La forza culturale del doppiaggio secondo lo studio Preply 2021

Lei si chiama Ilaria Stagni, classe 1967, doppiatrice dall’età di 11 anni. Un’istituzione. Se molti la ricordano per l’impertinente doppiaggio di Lisa Simpson nell’omonimo cartoon americano, molti altri la adorano per aver prestato la propria voce a star del cinema come Winona Ryder, Charlize Theron, Jennifer Lopez o Scarlett Johansson. Ma con l’attuale strapotere imperante di serie TV e colossi come Netflix la situazione del doppiaggio italiano è cambiata. Decisamente scadente, afferma Ilaria.

Capita di restare disorientati nel labirinto di serie TV proposto dalle nuove case cinematografiche del digitale ma alla fine di trovare ugualmente la fiction preferita del momento. Divano in salotto, snack, telecomando, tasto play. Ma gli orecchi attenti si accorgono che qualcosa non funziona. Il doppiaggio non è all’altezza. Voci strane, scardinate dai personaggi, sincronismi imperfetti. È il prezzo da pagare perchè le produzioni sono cresciute a dismisura, i tempi di doppiaggio si sono ridotti e la qualità è diminuita all’inverosimile. Eppure il doppiaggio potrebbe essere sostituito, almeno in parte, almeno per ragioni di conoscenza, con qualcosa di più utile. Estremamente più utile, per cultura personale. Stiamo parlando del sottotitolaggio. Lo afferma anche una ricerca del 2021 firmata Preply.

Si tratta di uno studio statistico elaborato in primavera dalla piattaforma di apprendimento digitale che mette in relazione da remoto studenti e tutor. L’obiettivo è insegnare una nuova lingua tramite gli strumenti di networking, videocall e videoconference. Bene, l’indagine mostra chiaramente come l’Italia sia un paese che fa largo uso del doppiaggio, almeno nelle serie legali trasmesse in streaming, mentre paesi come Portogallo, Svezia, Finlandia, Estonia, Danimarca, Slovenia, Croazia, Grecia e Romania impiegano largamente i sottotitoli facilitando così l’apprendimento di una nuova lingua da parte degli spettatori. Del resto anche la ricerca di Noa Tavalan nel 2006 dimostra che l’uso dei sottotitoli abilita e facilita la conoscenza di un nuovo idioma anche senza dover studiare eccessivamente con insegnanti e libri a supporto. Educa l’orecchio e l’ascolto. Permette di leggere, comprendere e imparare nuove parole.

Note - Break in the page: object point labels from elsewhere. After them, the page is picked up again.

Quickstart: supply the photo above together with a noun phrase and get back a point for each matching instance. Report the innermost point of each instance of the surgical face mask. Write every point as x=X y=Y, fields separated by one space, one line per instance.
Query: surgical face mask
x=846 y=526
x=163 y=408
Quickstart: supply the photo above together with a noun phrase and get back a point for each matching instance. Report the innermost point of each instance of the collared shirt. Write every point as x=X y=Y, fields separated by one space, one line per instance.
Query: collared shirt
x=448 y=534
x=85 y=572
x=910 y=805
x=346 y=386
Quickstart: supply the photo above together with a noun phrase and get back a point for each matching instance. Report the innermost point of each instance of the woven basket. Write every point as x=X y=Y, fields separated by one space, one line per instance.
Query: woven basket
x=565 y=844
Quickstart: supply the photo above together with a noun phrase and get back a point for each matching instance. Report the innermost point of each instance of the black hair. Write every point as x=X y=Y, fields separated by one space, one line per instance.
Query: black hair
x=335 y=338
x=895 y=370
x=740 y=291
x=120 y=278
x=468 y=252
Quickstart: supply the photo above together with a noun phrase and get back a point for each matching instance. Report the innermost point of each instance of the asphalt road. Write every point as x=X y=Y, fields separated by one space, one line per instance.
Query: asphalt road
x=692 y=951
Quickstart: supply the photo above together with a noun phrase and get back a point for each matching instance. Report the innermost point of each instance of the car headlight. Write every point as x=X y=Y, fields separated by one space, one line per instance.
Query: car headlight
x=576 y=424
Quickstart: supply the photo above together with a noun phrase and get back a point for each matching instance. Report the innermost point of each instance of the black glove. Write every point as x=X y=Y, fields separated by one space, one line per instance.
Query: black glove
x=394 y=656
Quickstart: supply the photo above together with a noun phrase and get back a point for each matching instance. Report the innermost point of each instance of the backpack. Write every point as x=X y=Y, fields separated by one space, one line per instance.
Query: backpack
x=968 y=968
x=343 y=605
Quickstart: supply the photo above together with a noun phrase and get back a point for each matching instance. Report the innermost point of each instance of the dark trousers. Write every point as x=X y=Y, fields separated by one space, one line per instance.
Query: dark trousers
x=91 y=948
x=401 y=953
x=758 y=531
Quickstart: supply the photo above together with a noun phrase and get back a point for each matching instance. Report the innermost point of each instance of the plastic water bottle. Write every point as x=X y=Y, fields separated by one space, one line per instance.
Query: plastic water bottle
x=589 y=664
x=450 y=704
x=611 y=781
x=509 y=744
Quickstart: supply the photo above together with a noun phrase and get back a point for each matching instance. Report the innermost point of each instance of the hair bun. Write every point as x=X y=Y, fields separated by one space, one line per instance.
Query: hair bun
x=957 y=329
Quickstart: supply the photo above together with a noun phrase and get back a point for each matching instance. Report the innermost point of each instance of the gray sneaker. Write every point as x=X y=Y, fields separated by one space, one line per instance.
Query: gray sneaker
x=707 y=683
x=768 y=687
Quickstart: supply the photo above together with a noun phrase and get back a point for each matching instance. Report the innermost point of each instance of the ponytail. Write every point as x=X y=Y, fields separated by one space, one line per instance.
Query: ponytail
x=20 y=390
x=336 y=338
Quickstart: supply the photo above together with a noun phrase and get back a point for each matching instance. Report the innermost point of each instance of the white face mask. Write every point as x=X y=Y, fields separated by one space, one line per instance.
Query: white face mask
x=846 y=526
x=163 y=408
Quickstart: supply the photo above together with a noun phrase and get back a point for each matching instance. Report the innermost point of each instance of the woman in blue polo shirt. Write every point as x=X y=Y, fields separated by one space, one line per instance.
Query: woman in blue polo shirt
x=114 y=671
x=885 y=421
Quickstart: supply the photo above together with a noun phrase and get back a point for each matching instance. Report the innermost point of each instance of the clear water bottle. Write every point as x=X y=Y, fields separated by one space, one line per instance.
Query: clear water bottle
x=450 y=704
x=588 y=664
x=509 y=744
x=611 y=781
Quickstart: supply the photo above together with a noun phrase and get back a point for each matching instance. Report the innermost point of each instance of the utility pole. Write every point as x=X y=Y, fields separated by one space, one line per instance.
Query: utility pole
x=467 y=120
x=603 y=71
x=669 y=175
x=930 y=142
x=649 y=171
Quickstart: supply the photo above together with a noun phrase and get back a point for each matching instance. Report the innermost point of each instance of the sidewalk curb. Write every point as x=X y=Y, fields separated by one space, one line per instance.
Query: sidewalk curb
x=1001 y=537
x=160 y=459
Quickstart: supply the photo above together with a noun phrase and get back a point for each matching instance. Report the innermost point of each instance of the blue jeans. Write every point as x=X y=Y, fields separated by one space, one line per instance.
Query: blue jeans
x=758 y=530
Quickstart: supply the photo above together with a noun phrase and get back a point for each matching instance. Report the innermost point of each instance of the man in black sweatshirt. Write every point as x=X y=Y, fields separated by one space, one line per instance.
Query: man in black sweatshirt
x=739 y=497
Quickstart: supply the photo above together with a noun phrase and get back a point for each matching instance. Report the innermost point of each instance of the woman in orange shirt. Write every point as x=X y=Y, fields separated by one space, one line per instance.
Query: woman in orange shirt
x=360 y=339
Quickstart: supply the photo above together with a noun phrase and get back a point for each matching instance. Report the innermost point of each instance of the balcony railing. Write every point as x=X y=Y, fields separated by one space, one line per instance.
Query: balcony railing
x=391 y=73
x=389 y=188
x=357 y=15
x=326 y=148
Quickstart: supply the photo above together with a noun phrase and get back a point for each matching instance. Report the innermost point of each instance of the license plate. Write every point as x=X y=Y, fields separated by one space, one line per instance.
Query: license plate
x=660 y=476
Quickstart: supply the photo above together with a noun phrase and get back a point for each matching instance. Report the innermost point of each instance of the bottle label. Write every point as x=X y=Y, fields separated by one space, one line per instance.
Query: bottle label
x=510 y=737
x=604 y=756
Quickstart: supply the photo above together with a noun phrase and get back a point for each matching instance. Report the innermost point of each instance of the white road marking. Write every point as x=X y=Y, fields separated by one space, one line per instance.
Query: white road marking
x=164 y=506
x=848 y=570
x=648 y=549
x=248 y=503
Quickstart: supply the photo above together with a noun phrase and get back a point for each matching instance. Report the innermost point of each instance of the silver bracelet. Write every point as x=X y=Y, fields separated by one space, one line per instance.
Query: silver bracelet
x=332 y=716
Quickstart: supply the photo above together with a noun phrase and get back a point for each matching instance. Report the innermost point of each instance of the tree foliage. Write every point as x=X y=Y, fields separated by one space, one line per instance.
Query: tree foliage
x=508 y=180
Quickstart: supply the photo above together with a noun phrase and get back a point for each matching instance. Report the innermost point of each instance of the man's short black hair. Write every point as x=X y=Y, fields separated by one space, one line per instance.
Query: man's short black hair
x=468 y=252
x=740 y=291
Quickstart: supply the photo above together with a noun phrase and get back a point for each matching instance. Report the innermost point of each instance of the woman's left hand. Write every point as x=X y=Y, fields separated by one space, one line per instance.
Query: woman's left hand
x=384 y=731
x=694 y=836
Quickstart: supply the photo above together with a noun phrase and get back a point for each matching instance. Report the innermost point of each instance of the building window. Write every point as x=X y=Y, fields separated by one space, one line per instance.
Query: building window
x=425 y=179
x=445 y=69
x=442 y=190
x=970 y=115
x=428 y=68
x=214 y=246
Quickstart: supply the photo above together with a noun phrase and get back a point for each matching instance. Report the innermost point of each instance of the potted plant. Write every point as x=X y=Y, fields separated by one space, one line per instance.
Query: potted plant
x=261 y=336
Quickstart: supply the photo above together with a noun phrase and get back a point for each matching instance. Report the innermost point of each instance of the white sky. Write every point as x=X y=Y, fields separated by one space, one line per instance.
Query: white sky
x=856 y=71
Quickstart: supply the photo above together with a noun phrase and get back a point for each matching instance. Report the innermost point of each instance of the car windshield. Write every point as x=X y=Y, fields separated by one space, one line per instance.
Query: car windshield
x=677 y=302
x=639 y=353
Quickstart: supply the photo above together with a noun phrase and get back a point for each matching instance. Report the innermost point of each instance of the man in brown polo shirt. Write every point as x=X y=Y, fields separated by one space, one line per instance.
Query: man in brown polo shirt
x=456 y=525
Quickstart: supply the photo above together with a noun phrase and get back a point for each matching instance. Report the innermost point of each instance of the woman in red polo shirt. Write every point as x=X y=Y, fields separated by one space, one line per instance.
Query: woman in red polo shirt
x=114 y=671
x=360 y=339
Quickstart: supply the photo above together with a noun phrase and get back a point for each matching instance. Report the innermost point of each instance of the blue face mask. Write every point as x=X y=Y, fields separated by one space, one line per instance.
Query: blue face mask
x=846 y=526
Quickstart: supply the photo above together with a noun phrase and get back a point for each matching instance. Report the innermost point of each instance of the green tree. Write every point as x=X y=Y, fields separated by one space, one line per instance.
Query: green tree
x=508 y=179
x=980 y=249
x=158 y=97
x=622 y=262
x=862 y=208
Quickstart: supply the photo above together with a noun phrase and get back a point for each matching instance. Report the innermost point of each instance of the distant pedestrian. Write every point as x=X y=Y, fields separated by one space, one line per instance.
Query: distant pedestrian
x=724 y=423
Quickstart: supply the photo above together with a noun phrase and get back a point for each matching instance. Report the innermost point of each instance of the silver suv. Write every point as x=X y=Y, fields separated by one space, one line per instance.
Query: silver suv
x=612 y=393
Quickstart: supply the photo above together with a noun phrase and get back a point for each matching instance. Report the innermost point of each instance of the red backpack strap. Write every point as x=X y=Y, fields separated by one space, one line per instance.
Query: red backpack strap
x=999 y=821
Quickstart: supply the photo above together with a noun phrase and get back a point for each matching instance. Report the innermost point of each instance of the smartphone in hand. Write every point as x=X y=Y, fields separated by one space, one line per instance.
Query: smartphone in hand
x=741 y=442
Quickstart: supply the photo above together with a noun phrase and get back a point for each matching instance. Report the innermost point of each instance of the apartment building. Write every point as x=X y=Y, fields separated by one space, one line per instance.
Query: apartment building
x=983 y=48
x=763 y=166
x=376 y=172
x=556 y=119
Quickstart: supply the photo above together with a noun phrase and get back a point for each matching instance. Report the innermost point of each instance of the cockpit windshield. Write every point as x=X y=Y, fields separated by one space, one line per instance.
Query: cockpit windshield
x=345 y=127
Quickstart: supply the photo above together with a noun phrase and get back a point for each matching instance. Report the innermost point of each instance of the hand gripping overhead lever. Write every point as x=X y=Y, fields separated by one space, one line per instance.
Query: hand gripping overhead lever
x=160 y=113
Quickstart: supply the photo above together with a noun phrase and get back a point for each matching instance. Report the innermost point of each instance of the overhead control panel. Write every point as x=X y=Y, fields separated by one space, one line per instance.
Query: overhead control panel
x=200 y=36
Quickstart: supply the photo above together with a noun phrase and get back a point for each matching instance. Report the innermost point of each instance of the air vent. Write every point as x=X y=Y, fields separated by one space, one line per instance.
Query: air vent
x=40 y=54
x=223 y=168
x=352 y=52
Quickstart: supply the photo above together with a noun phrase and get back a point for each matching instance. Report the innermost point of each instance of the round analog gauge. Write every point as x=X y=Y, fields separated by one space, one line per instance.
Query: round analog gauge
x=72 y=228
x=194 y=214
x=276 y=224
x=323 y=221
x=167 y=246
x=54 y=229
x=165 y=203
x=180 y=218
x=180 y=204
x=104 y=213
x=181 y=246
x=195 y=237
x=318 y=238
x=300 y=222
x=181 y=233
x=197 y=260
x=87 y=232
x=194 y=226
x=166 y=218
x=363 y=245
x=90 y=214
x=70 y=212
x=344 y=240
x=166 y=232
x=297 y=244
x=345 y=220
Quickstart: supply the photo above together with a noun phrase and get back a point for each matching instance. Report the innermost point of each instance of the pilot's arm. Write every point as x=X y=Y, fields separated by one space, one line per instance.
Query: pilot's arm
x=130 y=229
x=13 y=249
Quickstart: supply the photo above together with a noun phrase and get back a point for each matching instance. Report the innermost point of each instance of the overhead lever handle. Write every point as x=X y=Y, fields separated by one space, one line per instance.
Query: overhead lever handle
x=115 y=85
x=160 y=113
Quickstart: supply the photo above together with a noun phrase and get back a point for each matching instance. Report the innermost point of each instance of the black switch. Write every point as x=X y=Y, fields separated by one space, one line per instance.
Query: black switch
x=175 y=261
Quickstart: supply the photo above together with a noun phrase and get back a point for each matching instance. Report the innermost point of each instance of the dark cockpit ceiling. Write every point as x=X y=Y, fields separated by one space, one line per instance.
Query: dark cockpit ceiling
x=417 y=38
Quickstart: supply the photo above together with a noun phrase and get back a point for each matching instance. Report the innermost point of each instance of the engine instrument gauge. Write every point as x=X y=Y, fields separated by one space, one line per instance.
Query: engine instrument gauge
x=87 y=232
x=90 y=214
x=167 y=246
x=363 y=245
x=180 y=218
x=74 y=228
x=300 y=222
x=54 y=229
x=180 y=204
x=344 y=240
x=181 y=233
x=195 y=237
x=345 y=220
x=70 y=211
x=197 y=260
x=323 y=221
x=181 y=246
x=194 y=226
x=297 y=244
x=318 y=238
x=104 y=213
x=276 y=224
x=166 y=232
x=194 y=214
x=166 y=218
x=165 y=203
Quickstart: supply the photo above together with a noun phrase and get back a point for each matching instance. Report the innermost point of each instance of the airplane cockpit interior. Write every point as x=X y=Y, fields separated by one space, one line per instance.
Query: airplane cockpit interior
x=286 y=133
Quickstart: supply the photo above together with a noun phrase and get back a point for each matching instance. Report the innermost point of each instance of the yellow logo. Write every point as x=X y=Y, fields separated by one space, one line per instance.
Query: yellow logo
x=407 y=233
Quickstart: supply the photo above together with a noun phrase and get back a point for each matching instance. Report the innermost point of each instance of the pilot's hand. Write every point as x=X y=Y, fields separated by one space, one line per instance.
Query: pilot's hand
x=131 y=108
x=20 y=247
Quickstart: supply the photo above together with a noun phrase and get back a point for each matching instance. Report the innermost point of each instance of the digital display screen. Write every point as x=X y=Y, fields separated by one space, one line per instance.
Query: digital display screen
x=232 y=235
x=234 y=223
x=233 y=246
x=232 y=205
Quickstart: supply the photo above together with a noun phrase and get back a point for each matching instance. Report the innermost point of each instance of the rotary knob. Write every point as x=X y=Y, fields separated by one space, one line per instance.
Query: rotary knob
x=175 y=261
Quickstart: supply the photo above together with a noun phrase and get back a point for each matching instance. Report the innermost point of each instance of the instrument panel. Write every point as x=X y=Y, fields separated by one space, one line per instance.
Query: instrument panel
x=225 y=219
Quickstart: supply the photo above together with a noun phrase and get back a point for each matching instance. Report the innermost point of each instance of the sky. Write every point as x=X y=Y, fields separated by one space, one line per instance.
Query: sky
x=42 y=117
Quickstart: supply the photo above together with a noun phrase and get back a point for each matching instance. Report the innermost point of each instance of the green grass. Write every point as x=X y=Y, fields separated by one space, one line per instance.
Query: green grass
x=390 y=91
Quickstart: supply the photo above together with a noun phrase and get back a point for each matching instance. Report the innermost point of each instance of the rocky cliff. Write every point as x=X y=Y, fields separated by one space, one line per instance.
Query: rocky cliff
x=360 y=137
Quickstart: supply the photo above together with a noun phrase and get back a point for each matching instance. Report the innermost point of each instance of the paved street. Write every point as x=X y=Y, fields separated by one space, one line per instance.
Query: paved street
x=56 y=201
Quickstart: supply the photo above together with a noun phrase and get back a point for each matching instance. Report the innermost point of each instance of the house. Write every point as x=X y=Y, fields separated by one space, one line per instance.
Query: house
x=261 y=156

L’indagine Preply non si è fermata all’analisi dei sottotitoli ma ha praticamente stilato una classifica dei 27 paesi UE, Regno Unito escluso, con l’elenco dei paesi virtuosi in cui esiste un ambiente più favorevole per studiare una nuova lingua. In cima alla graduatoria c’è il piccolo Lussemburgo, seguito da Svezia e Danimarca. L’Italia arranca, penultima, quasi in fondo alla classifica, preceduta solo dalla Bulgaria. I fattori statistici utilizzati per elaborare la classifica, paese per paese, sono stati raggruppati in sette macroararee. Ecco allora in dettaglio l’elenco completo che ha permesso la realizzazione del lavoro: lingue ufficiali parlate, sottotitoli e voiceover, diversità linguistica, pluriliguismo, formazione alla scuola primaria, competenza nella lingua estera più conosciuta e accesso allo studio di una lingua estera tramite gli strumenti di networking digitale.

A scapito di un doppiaggio scadente, insomma, sarebbe meglio sottotitolare l’enormità di prodotti audiovisivi in streaming, lasciando eventualmente al doppiaggio quel segmento cinematografico di qualità che merita l’eccelso lavoro di professionisti come Ilaria & co. Ne gioverebbe l’orecchio e la cultura personale.